P. D. Cleary, S. Greenfield, A. G. Mulley, S. G. Pauker, S. A. Schroeder, L. Wexler and B. J. McNeil
Department of Health Care Policy, Harvard Medical School, Boston, MA 02115.

OBJECTIVES.--To determine the extent to which interinstitutional variations in length of stay are explained by differences in patient characteristics and to determine whether patients in hospitals with shorter lengths of stay had worse outcomes. DESIGN.--We reviewed patients' medical records and surveyed patients between 3 and 12 months after hospital discharge using a questionnaire. SETTING.--Six teaching hospitals in California and Massachusetts.

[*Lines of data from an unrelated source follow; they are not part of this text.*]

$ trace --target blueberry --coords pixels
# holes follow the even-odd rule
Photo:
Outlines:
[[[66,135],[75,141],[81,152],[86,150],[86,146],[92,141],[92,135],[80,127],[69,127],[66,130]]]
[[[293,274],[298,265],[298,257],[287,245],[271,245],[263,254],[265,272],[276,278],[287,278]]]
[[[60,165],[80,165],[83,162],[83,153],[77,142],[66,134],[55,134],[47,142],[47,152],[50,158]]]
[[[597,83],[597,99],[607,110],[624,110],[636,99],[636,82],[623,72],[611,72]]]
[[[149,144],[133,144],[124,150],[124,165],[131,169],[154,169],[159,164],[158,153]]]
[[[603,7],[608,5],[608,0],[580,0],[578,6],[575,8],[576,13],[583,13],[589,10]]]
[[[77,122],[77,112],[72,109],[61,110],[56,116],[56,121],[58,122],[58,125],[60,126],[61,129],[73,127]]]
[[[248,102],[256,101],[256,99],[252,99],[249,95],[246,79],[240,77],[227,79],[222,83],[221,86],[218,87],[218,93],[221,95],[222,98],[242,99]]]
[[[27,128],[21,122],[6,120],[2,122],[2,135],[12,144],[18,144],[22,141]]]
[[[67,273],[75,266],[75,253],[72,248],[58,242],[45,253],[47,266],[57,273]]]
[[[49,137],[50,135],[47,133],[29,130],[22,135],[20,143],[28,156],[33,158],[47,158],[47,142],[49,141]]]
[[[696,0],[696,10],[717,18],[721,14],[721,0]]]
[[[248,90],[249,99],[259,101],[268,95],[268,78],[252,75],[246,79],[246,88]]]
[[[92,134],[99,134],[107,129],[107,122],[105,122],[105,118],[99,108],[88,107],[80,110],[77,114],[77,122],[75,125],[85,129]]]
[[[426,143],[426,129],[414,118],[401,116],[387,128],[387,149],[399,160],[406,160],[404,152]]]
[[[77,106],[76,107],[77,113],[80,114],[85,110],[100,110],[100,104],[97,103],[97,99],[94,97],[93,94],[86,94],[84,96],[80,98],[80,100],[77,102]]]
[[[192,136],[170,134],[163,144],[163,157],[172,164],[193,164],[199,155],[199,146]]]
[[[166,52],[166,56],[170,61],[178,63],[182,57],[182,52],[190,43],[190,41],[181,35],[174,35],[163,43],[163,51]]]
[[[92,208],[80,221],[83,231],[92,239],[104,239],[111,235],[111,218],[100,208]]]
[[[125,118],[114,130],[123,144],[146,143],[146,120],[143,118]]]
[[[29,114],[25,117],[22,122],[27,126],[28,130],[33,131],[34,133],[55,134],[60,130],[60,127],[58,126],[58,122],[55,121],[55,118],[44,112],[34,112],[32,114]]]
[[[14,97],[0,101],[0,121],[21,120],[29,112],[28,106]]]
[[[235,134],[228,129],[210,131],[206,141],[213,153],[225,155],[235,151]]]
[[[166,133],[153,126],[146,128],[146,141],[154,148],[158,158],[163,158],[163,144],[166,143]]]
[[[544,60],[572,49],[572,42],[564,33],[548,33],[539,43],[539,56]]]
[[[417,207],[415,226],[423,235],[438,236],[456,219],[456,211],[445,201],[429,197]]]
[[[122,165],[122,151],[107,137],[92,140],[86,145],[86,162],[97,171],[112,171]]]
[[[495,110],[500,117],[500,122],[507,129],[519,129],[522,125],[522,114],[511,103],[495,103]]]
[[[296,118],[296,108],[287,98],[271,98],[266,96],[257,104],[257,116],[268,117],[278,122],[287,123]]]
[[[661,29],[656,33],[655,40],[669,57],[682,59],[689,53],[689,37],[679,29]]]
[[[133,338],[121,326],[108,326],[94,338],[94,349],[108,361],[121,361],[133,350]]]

PATIENTS.--A cohort of 2484 selected patients who had been hospitalized for acute myocardial infarction or to rule out acute myocardial infarction, coronary artery bypass graft surgery, total hip replacement, cholecystectomy, or transurethral prostatectomy. Between 73% and 84% of the patients with each condition completed a follow-up questionnaire. OUTCOME MEASURES.--In-hospital complications, deaths, length of stay, functional status after hospital discharge, readmission, and patient satisfaction with hospital care were analyzed. RESULTS.--Significant interinstitutional differences in length of stay were noted for all conditions except rule-out acute myocardial infarction. Statistical adjustment for case-mix differences accounted for most of the interinstitutional differences in length of stay for total hip replacement but explained little of the differences in the other conditions. When we controlled statistically for other predictors, length of stay did not have a significant impact on deaths, functional status after hospital discharge, the probability of readmission, or patient satisfaction with hospital care. CONCLUSION.--More research is needed to determine the medical practices that are related to variations in lengths of stay. Routinely available outcome data may help preserve quality in the face of efforts to decrease costs by effecting more standardized practices of care.